Don't be caught out by investment scams

Scams
Anti deception
Investment scams
Investment

Do you believe in "zero risk, high return" investments? If so, you could easily fall into an investment scam.

There are many kinds of investment scams, such as Loco London gold fraud, bitcoin fraud, pyramid and Ponzi schemes. No matter the method, the idea is to offer a quick, high return to tempt you into making a bad decision.

Virtual assets

Virtual assets deals like bitcoins are risky. There may be website security problems and if the site is hacked you will lose your bitcoins.

Fraudsters also use virtual assets opportunities as bait. For example, they offer bitcoin mining contracts that are, at first, profitable. But after putting in extra money, or getting friends to take part, the trading platform is shut down. Then, you will lose both your money and bitcoins.

Click here for the latest on virtual assets.

Loco London gold fraud

Conmen often cold-call and persuade you to invest in schemes with names such as Loco London gold, a Renminbi kilobar gold contract, paper gold, gold bar, a 99 tael gold contract or HKD kilo gold contract, and so on …

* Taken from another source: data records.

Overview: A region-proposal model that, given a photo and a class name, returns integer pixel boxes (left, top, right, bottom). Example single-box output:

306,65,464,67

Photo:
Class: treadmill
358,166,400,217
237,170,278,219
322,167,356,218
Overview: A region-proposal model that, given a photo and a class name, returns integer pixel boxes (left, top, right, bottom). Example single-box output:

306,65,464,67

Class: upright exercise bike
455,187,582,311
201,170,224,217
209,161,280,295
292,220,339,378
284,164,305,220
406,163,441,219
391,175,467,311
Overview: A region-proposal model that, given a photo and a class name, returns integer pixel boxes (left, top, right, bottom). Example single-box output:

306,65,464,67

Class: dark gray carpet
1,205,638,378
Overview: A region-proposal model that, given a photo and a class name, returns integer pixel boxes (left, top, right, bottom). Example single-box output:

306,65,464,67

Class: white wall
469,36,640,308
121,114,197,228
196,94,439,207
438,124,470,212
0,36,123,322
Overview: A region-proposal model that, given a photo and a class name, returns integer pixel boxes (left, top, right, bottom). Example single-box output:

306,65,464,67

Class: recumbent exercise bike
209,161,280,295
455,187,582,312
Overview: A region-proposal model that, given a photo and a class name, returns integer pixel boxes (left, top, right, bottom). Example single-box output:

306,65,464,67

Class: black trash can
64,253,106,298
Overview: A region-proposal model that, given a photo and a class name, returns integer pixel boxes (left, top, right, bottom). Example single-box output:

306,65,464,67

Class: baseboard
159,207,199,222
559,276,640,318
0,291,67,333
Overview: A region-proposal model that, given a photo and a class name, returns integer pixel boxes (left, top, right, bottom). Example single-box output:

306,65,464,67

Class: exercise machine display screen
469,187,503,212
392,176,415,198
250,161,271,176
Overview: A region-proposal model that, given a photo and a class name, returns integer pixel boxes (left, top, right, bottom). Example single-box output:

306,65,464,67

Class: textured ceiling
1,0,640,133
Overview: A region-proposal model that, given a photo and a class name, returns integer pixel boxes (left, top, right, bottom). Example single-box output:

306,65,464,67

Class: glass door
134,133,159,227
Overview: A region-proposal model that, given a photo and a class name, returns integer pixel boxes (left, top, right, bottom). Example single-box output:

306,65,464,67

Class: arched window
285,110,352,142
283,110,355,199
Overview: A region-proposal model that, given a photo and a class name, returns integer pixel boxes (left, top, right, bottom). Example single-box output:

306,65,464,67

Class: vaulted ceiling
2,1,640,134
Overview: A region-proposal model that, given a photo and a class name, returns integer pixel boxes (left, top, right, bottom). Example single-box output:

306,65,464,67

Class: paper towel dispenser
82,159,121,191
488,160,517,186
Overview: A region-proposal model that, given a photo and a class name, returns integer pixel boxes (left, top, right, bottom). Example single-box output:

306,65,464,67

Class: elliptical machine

They may even offer a gift if you open an account. Once you have done so, they will talk you into signing a document authorising someone to trade on behalf of you. Then, they will make "investments" without telling you, until all your money has gone.

Pyramid schemes

It uses auction websites or multi-level marketing plans to catch out victims. The conmen encourage people to pay out lots of money to buy goods, and get others to take part in the scheme, so as to get commission. Most of the money made comes from new membership fees. The conmen are not worried about sales, and the goods are non-refundable or the refund terms are tough. If you don’t have enough money to join the scheme, the fraudsters may try to get you to take out loans.

Ponzi schemes

It offers high returns as bait. Fraudsters often organise investment seminars and once you are signed up you may make some small profits. This is to encourage greater investment, but you will eventually lose all your money.

Investment scams change from time to time to catch out new victims. They count on people being greedy. The following advice will help you avoid getting caught:

  • Beware of investment plans offering low risks, and returns that are too good to be true.
  • Don’t blindly accept investment opportunities from friends or relatives. They might not know themselves they are being duped.
  • Don’t make investment decisions based just on information from the internet. Fraudsters often send online newsletters, go on forums and spread false information to trick people.
  • Take time to think. Fraudsters will pressure you into making quick decisions. Before you make an investment you should be calm, consider all the facts and the risks.
  • If the investment is complicated ask professionals for advice.